Occupy Oakland protesters split over violence
For many Occupy activists outside Oakland and San Francisco, the violent clashes with police and destruction that attended protests in those cities over the past two weeks not only went against the Occupy message - they’ve started to undercut its essence.
Even within the cities, there is a deepening split between those who accept violence as a tactic and those who oppose it.
The conflict is turning into a wrestling match for the soul of the Occupy movement in the Bay Area. And it’s become so pronounced that many who started out calling themselves Occupiers now refer to themselves as “99 percenters” instead.
“When I started to see what was happening Saturday, my heart just broke,” Michele Horaney of Alameda, a member of the 99 Percent Solution activist group in the East Bay, said of the Occupy Oakland protest that devolved into an hours-long street battle with police. “There is so much good to be gotten, earned and kept from really solid, sincere efforts to make things change for the better.
“But now,” Horaney said, “we’ve got this group that pretty much just wants to destroy things and make trouble.”
Not their fault
For others, though, it’s not a matter of protesters committing violence. Any destruction is in reaction to police repression of their efforts to seek economic equality, they say - and if violence happens, it’s not really the protesters’ fault.

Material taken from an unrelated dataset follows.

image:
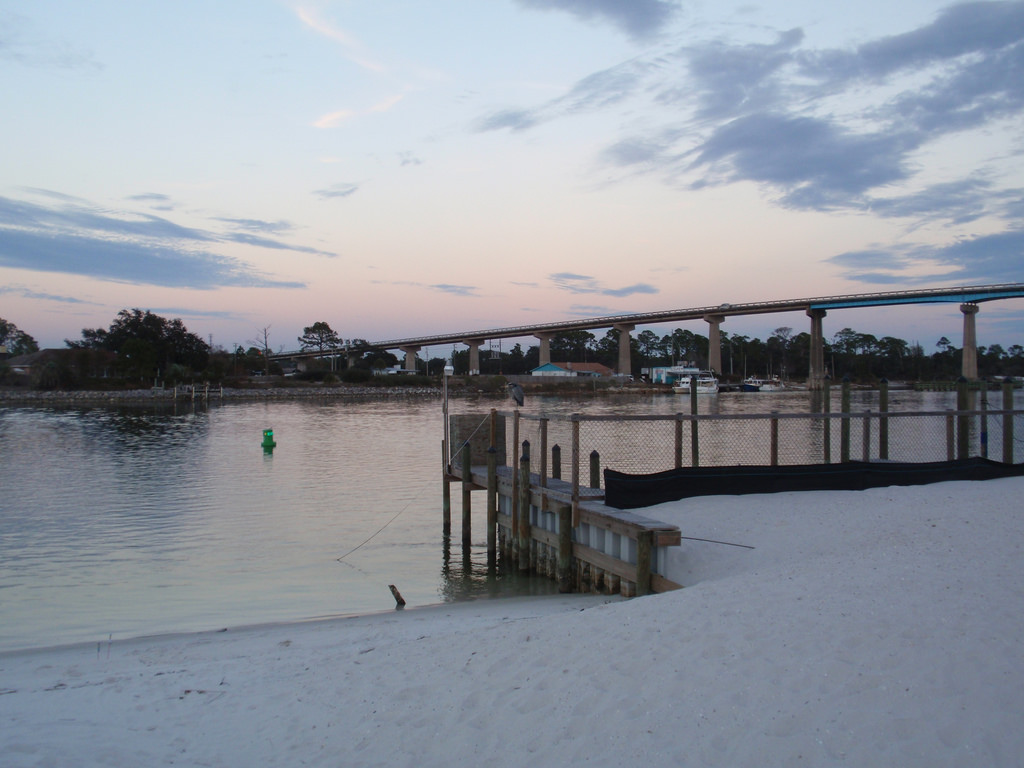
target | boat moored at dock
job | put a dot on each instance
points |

“In any struggle for social justice, the people have been told to shut up and sit down,” said Cat Brooks, an active Oakland Occupier. “I believe in a diversity of tactics. If you are fully aware of the risks, then you have to do what you have to do.
“I’m not condoning violence, and I’m not condemning it,” she said. “I’m just saying that 99 percent of the time when violence happens, it’s police who start it. And you have to do what you have to do.”